While B-2s deploy to the Asia-Pacific region, the U.S. is considering moving B-1 bombers to Australian soil

U.S. presence in the Asia-Pacific theatre grows.

On Mar. 10, the U.S. announced the deployment of three Air Force B-2 stealth bombers from the 509th Bomb Wing, from Whiteman Air Force Base, Missouri, to the Asia-Pacific region amid growing tensions with North Korea.

Although the U.S. Air Force has not disclosed where the aircraft will be based, it is quite likely that the aircraft will operate out of Andersen Air Force Base, in Guam, strategically located in the Pacific, that has already hosted U.S. bombers involved in extended deterrence missions in the region.

On the previous day, Lt. Col. Damien Pickart, a spokesman for the U.S. Air Force, told to Reuters that the U.S. could deploy long-range bombers to Australia as concerns over China’s military expansion in the Asia-Pacific area continue to grow.

In fact, as reported by FoxNews.com, high-level discussions are in progress to deploy B-1 bombers in northern Australia and to expand B-52 bomber missions in the region, even if details such as the duration of the rotations and the number of personnel involved are still being hammered out.

Pickart added that these deployments would not only provide training opportunities for U.S. airmen but they would also deliver Pacific Air Forces and U.S. Pacific Command leaders “a credible global strike and deterrence capability to help maintain peace and security in the Indo-Asia-Pacific region.”

The talks about the chance to rotate bombers through northern Australia come in the wake of a freedom of navigation exercise conducted by the aircraft carrier USS John C. Stennis (CVN-74) and its Carrier Strike Group (CSG) in the South China Sea, where China is militarizing the region to guard its excessive territorial claims.

However an agreement between the two nations about bomber rotations in Australia would put USAF B-1B Lancers within striking distance of the South China Sea, most likely a move that would add more pressure on China, as already highlighted by Chinese Foreign Ministry spokesman Hong Lei “Cooperation among relevant countries should protect regional peace and stability, and not target the interests of third parties.”

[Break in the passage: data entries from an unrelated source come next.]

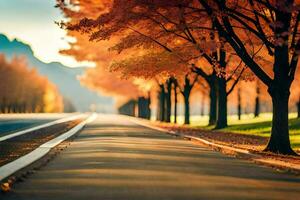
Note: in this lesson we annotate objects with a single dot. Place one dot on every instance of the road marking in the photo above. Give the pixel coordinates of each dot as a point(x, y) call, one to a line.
point(65, 119)
point(12, 167)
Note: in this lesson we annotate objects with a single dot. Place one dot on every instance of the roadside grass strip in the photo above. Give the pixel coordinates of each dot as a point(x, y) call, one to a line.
point(223, 148)
point(18, 133)
point(24, 161)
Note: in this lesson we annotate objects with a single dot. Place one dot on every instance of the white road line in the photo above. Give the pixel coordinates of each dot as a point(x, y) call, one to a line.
point(65, 119)
point(41, 151)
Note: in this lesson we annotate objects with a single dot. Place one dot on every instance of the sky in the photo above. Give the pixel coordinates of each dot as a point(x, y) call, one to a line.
point(32, 22)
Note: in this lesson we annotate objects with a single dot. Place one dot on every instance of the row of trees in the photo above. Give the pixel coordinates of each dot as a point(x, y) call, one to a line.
point(23, 90)
point(180, 43)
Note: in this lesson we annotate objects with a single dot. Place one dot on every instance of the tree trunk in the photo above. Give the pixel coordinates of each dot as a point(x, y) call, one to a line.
point(213, 103)
point(222, 104)
point(298, 109)
point(168, 101)
point(186, 107)
point(143, 108)
point(202, 105)
point(279, 141)
point(239, 104)
point(161, 102)
point(175, 103)
point(257, 101)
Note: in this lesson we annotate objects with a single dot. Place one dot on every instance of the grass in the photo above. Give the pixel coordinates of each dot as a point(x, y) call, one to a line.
point(260, 126)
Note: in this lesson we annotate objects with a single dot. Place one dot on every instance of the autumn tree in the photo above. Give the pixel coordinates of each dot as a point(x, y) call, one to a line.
point(24, 90)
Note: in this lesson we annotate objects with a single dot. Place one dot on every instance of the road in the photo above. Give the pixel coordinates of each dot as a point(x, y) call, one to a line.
point(115, 159)
point(15, 122)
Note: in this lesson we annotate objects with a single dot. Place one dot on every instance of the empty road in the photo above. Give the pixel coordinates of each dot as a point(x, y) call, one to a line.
point(115, 159)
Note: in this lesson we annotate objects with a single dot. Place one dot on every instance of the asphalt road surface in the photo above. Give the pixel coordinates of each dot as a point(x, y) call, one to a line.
point(15, 122)
point(114, 159)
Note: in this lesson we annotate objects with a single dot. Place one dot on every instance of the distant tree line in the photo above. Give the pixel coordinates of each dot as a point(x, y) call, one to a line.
point(23, 90)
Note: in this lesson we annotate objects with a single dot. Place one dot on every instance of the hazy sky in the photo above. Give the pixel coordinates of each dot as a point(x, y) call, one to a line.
point(32, 21)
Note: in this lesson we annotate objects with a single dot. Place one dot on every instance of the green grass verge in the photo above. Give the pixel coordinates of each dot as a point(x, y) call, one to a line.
point(260, 126)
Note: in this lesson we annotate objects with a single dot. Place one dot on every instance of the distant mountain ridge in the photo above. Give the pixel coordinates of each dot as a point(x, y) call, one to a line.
point(63, 77)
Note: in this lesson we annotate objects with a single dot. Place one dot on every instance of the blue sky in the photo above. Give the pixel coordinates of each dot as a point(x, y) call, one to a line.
point(32, 21)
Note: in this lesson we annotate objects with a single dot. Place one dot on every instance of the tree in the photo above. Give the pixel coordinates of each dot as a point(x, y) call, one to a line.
point(24, 90)
point(275, 25)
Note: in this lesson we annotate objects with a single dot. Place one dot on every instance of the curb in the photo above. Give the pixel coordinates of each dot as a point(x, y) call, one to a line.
point(223, 148)
point(42, 150)
point(18, 133)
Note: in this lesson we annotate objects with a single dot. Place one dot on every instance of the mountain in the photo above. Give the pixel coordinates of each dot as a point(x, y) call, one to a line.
point(65, 78)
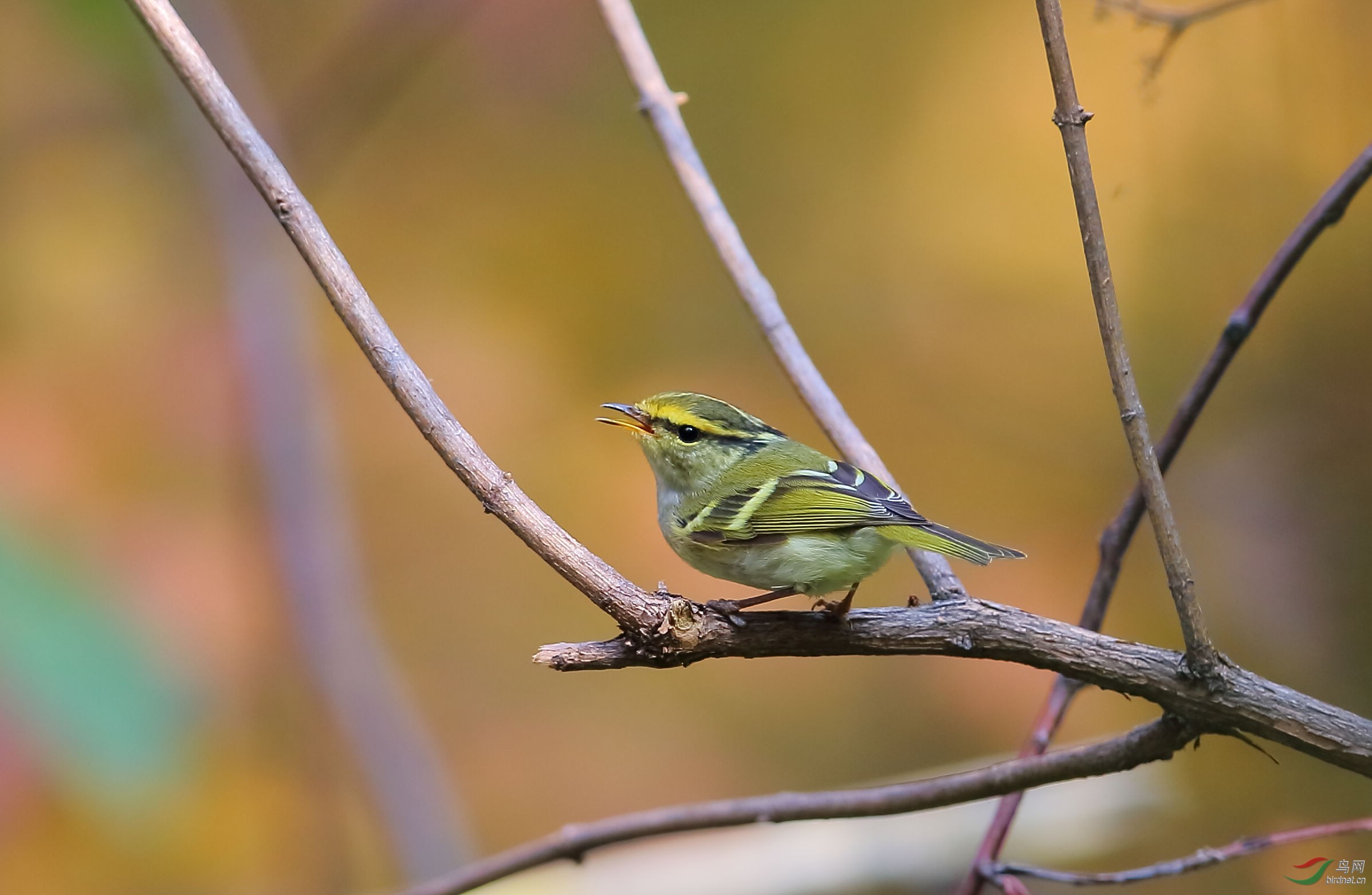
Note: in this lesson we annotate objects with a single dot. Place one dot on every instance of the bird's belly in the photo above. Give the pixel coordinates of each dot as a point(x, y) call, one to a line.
point(813, 563)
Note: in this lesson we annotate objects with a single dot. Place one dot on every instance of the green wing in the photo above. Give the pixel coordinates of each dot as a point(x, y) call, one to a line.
point(810, 500)
point(839, 497)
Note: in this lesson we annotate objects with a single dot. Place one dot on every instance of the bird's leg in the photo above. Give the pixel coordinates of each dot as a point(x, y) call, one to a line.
point(838, 609)
point(729, 609)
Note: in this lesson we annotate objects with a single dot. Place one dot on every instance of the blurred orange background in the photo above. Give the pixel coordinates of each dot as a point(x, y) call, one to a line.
point(894, 169)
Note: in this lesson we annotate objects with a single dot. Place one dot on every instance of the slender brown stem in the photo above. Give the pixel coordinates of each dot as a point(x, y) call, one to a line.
point(306, 503)
point(1072, 120)
point(1201, 858)
point(1114, 541)
point(662, 106)
point(620, 599)
point(1149, 743)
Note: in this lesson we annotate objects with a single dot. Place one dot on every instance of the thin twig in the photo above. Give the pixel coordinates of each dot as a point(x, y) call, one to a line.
point(1175, 21)
point(1114, 541)
point(976, 629)
point(662, 106)
point(615, 595)
point(1201, 858)
point(1149, 743)
point(1072, 120)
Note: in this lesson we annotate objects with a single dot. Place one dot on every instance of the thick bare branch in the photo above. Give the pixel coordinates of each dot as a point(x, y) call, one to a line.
point(662, 106)
point(614, 594)
point(1116, 539)
point(1149, 743)
point(1072, 121)
point(988, 630)
point(1201, 858)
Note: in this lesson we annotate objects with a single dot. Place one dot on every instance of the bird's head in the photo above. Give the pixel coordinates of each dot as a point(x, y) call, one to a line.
point(690, 439)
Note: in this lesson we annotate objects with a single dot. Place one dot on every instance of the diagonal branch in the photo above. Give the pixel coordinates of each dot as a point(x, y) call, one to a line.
point(1201, 858)
point(662, 106)
point(977, 629)
point(1072, 120)
point(615, 595)
point(1116, 539)
point(1149, 743)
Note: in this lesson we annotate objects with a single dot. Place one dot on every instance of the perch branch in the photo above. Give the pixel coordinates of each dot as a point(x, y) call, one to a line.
point(988, 630)
point(662, 106)
point(1116, 539)
point(1201, 858)
point(1149, 743)
point(1072, 120)
point(615, 595)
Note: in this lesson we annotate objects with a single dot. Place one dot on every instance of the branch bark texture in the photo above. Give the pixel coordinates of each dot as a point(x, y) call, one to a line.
point(614, 594)
point(662, 106)
point(1072, 123)
point(1149, 743)
point(1116, 539)
point(987, 630)
point(1196, 861)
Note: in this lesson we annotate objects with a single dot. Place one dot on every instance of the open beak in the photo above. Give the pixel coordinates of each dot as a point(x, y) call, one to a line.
point(637, 421)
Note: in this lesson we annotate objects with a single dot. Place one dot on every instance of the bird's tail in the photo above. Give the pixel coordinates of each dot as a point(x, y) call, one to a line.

Noteworthy while the U.S. Air Force conducts B-52 missions from Australia periodically, doesn’t fly any B-1s from there.

Moreover, as we have explained, this is not the first time that U.S. take in consideration the chance to base the Lancers on the Australian continent, but any previous rumour about this possibility never turned into the real thing.

Nevertheless an eventual deployment of the B-1B in Australia could finally bring back the Lancer in the Pacific Region.

In fact, unlike the B-52 and the B-2, the B-1B has been taken out from the Continuous Bomber Presence (CBP) rotation at Guam’s Andersen Air Force Base because it can’t carry any kind of nuclear weapon.

On the contrary giving its conventional bombing role the Bone has been heavy tasked in Iraq and in Afghanistan.